The SCIP is the only diagnostic tool with 18 inherent rating scales for the following domains: anxiety, obsessions, compulsions, posttraumatic stress, depression, mania, delusions, hallucinations, disorganized thoughts, aggression, negative symptoms, alcohol use, drug use, attention deficit, hyperactivity, anorexia, binge-eating, and bulimia. Each SCIP rating scale takes only 2-5 minutes for a clinician to complete. Designed specifically for psychiatrists to use in real clinical settings, the SCIP functions as a measurement-based care (MBC) tool and is compatible with electronic health records (EHR). The SCIP rating scales meet MBC criteria because they are efficient, reliable, valid, reflect how clinicians assess psychiatric disorders, and are relevant to decision-making. Additionally, 15 self-administered versions of the SCIP scales have been developed for adult symptom domains. The SCIP is the only diagnostic interview that reliably measures 230 symptoms and signs of
adult psychopathology.
The SCIP is flexible and allows clinicians the freedom to administer the interview as they see fit. It begins with the Screening Scale, followed by specific scales as clinically indicated. The Screening Scale includes questions on anxiety, mood, psychosis, alcohol and substance use, somatoform disorders, eating disorders, attention, and hyperactivity symptoms. Clinicians can start with any question they find most appropriate and decide on the episode
or period to evaluate. After using the Screening Scale, the clinician selects the relevant scale(s) to make an appropriate diagnosis. When exploring multiple scales, the clinician can start with any scale they find suitable. No other structured or semi-structured interview currently offers such flexibility, as the SCIP leverages clinicians' expertise in conducting diagnostic interviews.

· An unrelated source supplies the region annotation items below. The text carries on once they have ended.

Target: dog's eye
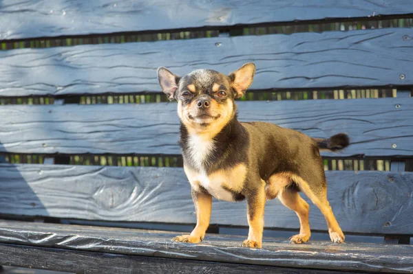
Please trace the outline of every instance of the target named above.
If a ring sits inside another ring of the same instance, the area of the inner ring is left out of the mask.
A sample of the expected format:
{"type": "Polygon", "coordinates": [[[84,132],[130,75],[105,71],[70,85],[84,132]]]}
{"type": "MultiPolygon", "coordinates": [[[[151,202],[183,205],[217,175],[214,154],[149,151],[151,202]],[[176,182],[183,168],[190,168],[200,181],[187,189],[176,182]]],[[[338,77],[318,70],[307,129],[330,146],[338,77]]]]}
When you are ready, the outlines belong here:
{"type": "Polygon", "coordinates": [[[217,93],[217,95],[218,95],[218,97],[225,97],[226,96],[226,93],[225,91],[220,91],[217,93]]]}
{"type": "Polygon", "coordinates": [[[182,92],[182,94],[181,94],[181,96],[182,96],[182,98],[189,98],[191,97],[191,94],[190,92],[184,91],[184,92],[182,92]]]}

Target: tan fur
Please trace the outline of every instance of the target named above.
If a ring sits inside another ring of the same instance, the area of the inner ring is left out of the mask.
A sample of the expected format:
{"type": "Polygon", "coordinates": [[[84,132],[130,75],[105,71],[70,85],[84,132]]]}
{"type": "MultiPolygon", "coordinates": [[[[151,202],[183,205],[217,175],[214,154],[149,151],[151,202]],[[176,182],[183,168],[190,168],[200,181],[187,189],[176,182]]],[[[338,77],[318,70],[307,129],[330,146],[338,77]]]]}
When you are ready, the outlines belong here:
{"type": "Polygon", "coordinates": [[[308,242],[311,232],[308,222],[310,206],[307,202],[299,196],[298,192],[288,190],[282,190],[278,195],[278,199],[284,205],[294,210],[299,220],[299,234],[291,237],[290,241],[295,244],[308,242]]]}
{"type": "Polygon", "coordinates": [[[231,84],[231,87],[237,91],[237,98],[242,97],[245,93],[245,91],[253,83],[253,79],[255,73],[255,66],[252,63],[247,63],[233,73],[235,76],[235,79],[231,84]]]}
{"type": "Polygon", "coordinates": [[[248,238],[242,243],[243,247],[260,249],[262,246],[265,202],[266,196],[264,186],[260,188],[253,199],[247,201],[246,212],[249,231],[248,238]],[[251,214],[251,211],[253,211],[252,215],[251,214]]]}
{"type": "MultiPolygon", "coordinates": [[[[328,201],[327,200],[326,190],[324,190],[326,193],[324,194],[324,198],[320,200],[317,196],[313,193],[313,190],[311,190],[308,182],[296,174],[291,173],[290,174],[290,176],[292,180],[298,184],[300,190],[306,194],[307,197],[311,200],[311,201],[320,209],[323,215],[324,215],[324,218],[327,222],[327,226],[328,227],[328,233],[330,233],[331,240],[334,242],[339,243],[344,242],[344,234],[332,213],[330,203],[328,203],[328,201]]],[[[318,196],[323,196],[323,195],[318,195],[318,196]]]]}
{"type": "Polygon", "coordinates": [[[278,193],[291,183],[291,176],[288,173],[278,173],[271,176],[266,182],[266,196],[267,200],[272,200],[278,193]]]}
{"type": "Polygon", "coordinates": [[[198,243],[204,240],[205,232],[209,226],[212,209],[211,196],[204,193],[193,192],[192,198],[196,214],[196,226],[190,235],[175,237],[172,240],[175,242],[198,243]]]}
{"type": "Polygon", "coordinates": [[[200,187],[202,186],[215,198],[227,201],[233,201],[232,193],[229,190],[241,192],[246,175],[246,167],[244,164],[210,174],[205,174],[202,171],[194,171],[185,166],[184,170],[195,191],[200,192],[200,187]]]}
{"type": "MultiPolygon", "coordinates": [[[[195,102],[195,101],[194,101],[195,102]]],[[[184,123],[189,135],[198,135],[202,139],[211,139],[215,137],[221,130],[231,120],[233,114],[233,102],[228,99],[226,106],[219,104],[215,100],[211,101],[211,114],[213,115],[220,115],[220,117],[214,120],[206,126],[202,126],[195,120],[190,119],[187,115],[193,114],[196,111],[196,102],[193,102],[186,106],[186,110],[180,101],[178,103],[178,115],[184,123]]],[[[195,115],[194,115],[195,116],[195,115]]]]}
{"type": "Polygon", "coordinates": [[[189,84],[189,85],[187,86],[187,88],[188,88],[188,89],[191,92],[195,92],[195,86],[193,84],[189,84]]]}
{"type": "Polygon", "coordinates": [[[217,92],[220,90],[220,87],[221,87],[221,85],[220,84],[214,83],[213,85],[212,86],[212,91],[213,92],[217,92]]]}

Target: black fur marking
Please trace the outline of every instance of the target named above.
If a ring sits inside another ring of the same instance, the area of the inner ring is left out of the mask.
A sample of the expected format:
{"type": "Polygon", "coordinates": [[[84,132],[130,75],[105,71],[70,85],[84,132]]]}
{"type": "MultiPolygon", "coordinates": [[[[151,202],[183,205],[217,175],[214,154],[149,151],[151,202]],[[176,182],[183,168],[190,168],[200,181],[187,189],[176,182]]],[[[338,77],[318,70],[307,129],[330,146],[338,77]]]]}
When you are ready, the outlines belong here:
{"type": "Polygon", "coordinates": [[[233,191],[231,188],[227,187],[226,185],[222,185],[222,188],[232,194],[233,198],[235,201],[240,202],[245,200],[245,196],[244,196],[242,193],[235,192],[233,191]]]}

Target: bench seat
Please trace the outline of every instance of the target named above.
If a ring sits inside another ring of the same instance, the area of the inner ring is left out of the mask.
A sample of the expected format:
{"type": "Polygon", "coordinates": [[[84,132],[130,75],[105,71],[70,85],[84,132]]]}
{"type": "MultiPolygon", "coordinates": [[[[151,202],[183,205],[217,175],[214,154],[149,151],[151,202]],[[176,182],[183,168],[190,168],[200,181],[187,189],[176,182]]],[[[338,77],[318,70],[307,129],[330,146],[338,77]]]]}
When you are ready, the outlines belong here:
{"type": "MultiPolygon", "coordinates": [[[[120,260],[124,262],[118,266],[123,271],[116,273],[127,273],[128,267],[129,270],[134,269],[136,264],[142,270],[154,271],[153,268],[157,267],[163,273],[168,273],[168,270],[173,272],[171,267],[173,267],[173,264],[187,262],[189,264],[188,267],[202,265],[205,269],[226,269],[229,273],[234,272],[237,267],[240,267],[239,270],[242,273],[254,270],[257,266],[268,266],[257,268],[260,269],[258,273],[277,273],[281,271],[277,269],[279,267],[413,273],[413,246],[410,245],[337,244],[318,241],[297,245],[266,238],[263,249],[257,250],[238,247],[243,236],[211,234],[205,237],[201,244],[191,244],[172,242],[171,239],[176,235],[177,233],[171,231],[0,220],[0,264],[8,265],[11,257],[24,252],[26,258],[28,253],[36,257],[22,260],[20,266],[38,268],[56,264],[56,257],[60,256],[59,260],[65,261],[66,264],[79,263],[76,266],[78,269],[77,272],[85,270],[82,267],[107,270],[116,267],[120,260]],[[39,250],[45,252],[39,252],[39,250]],[[50,255],[47,252],[54,255],[50,255]],[[86,260],[91,264],[81,260],[85,256],[94,258],[86,260]],[[111,264],[112,260],[118,262],[111,264]],[[156,260],[159,264],[154,266],[156,260]],[[233,267],[227,267],[229,263],[233,264],[233,267]],[[243,266],[242,264],[248,266],[243,266]]],[[[68,270],[76,269],[73,269],[73,265],[68,270]]],[[[302,271],[304,272],[300,273],[306,273],[306,269],[302,271]]]]}

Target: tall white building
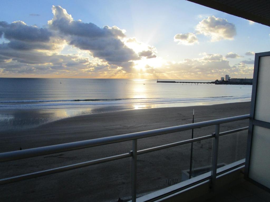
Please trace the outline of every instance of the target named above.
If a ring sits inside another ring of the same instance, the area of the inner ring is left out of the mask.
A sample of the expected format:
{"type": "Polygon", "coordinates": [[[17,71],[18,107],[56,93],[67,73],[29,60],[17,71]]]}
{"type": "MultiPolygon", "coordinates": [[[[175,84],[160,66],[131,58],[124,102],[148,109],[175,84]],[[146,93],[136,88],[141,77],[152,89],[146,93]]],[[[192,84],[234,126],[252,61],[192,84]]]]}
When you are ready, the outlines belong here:
{"type": "Polygon", "coordinates": [[[225,75],[225,80],[228,81],[228,79],[229,79],[229,75],[226,74],[225,75]]]}

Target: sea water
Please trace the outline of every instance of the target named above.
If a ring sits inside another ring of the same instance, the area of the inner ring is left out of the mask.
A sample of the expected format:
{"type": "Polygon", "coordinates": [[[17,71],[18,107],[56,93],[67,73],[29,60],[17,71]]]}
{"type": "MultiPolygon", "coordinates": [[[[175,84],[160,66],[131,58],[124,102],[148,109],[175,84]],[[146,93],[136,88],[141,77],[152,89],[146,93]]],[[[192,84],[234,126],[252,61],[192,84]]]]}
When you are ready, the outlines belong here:
{"type": "Polygon", "coordinates": [[[251,85],[156,81],[151,79],[0,78],[0,131],[32,127],[85,114],[247,102],[251,99],[251,85]]]}

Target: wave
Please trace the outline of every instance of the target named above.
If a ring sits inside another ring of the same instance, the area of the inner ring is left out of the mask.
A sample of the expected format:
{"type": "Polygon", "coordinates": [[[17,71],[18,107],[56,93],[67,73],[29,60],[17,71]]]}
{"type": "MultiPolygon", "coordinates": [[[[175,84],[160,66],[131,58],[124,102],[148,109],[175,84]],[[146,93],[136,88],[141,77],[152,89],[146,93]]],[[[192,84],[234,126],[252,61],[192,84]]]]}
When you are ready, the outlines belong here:
{"type": "MultiPolygon", "coordinates": [[[[78,102],[80,101],[110,101],[127,100],[143,100],[148,99],[164,99],[165,97],[155,97],[153,98],[116,98],[113,99],[76,99],[73,100],[11,100],[0,101],[0,103],[7,103],[18,102],[78,102]]],[[[174,98],[169,97],[169,98],[174,98]]]]}
{"type": "Polygon", "coordinates": [[[0,109],[54,109],[65,107],[80,107],[80,106],[84,106],[85,107],[87,106],[89,107],[97,107],[100,106],[127,106],[131,105],[151,105],[244,99],[250,98],[251,97],[251,96],[243,95],[183,98],[170,97],[12,100],[0,102],[0,103],[6,103],[6,104],[0,104],[0,109]],[[9,104],[6,103],[15,103],[14,104],[9,104]],[[22,104],[22,103],[23,104],[22,104]]]}

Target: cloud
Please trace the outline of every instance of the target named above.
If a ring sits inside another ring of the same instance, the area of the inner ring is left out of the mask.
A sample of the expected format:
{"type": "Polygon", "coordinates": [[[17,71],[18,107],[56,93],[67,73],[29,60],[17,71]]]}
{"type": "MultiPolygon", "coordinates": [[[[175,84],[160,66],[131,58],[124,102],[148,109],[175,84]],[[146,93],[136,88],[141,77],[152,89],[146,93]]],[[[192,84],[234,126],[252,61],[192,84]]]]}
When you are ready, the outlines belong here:
{"type": "Polygon", "coordinates": [[[40,16],[40,15],[39,14],[36,14],[36,13],[31,13],[29,14],[29,15],[30,15],[30,16],[40,16]]]}
{"type": "Polygon", "coordinates": [[[232,40],[236,34],[235,26],[225,19],[210,16],[199,23],[196,30],[199,34],[210,36],[211,41],[232,40]]]}
{"type": "Polygon", "coordinates": [[[199,43],[196,35],[190,32],[186,34],[177,34],[174,36],[174,41],[178,42],[178,44],[193,45],[199,43]]]}
{"type": "Polygon", "coordinates": [[[218,54],[207,54],[201,60],[208,61],[221,61],[223,58],[222,55],[218,54]]]}
{"type": "Polygon", "coordinates": [[[230,52],[227,53],[225,56],[226,58],[237,58],[241,57],[237,53],[234,53],[232,52],[230,52]]]}
{"type": "Polygon", "coordinates": [[[52,19],[48,21],[52,29],[59,32],[69,44],[91,51],[93,57],[108,63],[122,67],[132,65],[131,60],[140,58],[121,40],[125,37],[125,30],[116,26],[100,28],[91,23],[75,21],[66,10],[59,6],[53,6],[52,19]]]}
{"type": "Polygon", "coordinates": [[[150,59],[157,57],[157,51],[154,46],[148,46],[148,50],[143,50],[139,53],[139,56],[140,57],[146,57],[146,58],[150,59]]]}
{"type": "Polygon", "coordinates": [[[52,9],[53,18],[43,28],[19,20],[0,21],[0,37],[8,40],[0,44],[1,74],[131,72],[134,61],[157,57],[155,47],[126,38],[124,29],[75,20],[60,6],[52,9]],[[61,54],[67,45],[78,54],[61,54]]]}
{"type": "Polygon", "coordinates": [[[248,51],[245,54],[246,55],[255,55],[255,53],[253,51],[248,51]]]}
{"type": "Polygon", "coordinates": [[[255,22],[254,22],[253,21],[251,21],[251,20],[248,20],[248,22],[249,23],[249,25],[252,25],[255,23],[255,22]]]}
{"type": "Polygon", "coordinates": [[[46,42],[49,41],[52,35],[46,29],[29,26],[19,20],[10,24],[0,22],[0,30],[4,33],[5,38],[10,40],[46,42]]]}
{"type": "Polygon", "coordinates": [[[240,62],[245,64],[254,64],[254,60],[249,59],[248,60],[243,60],[240,62]]]}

The SCIP is the only instrument designed to produce three types of output: numeric data for symptoms and their severity, dimensional scores for 18 clusters of symptoms (generalized anxiety, obsessions, compulsions, post-traumatic stress, depression, mania, delusions, hallucinations, disorganized thoughts, aggression, negative symptoms, alcohol use, drug use, attention deficit, hyperactivity, anorexia, binge-eating, and bulimia), and disorder categories according to the Diagnostic and Statistical Manual (DSM) and
International Classification of Diseases (ICD) criteria.
The building blocks of the SCIP are the symptoms and signs of psychopathology. Regardless of whether we use ICD-11, DSM-5, or future editions, the phenomenology of mental disorders stays the same, ensuring that the SCIP remains relevant despite changes in diagnostic criteria. For example, although the SCIP was developed and tested before the DSM-5 was published in 2013, it includes the main criteria needed to diagnose the new DSM-5 disorder, disruptive mood dysregulation disorder (irritable mood, verbal and physical aggression, manic and hypomanic episodes). Clinicians inquire about the frequency, duration, and onset of temper outbursts to determine if the patient meets the criteria for this diagnosis.
The SCIP is the only instrument that converts routine clinical information into data suitable for research. Psychiatrists evaluate thousands of patients daily, generating numerous records like psychiatric evaluations and progress notes, primarily used for clinical management. The SCIP maintains its clinical management function while also producing research-ready data. Transforming all psychiatric interviews into research data could significantly enhance the potential for scientific inquiry.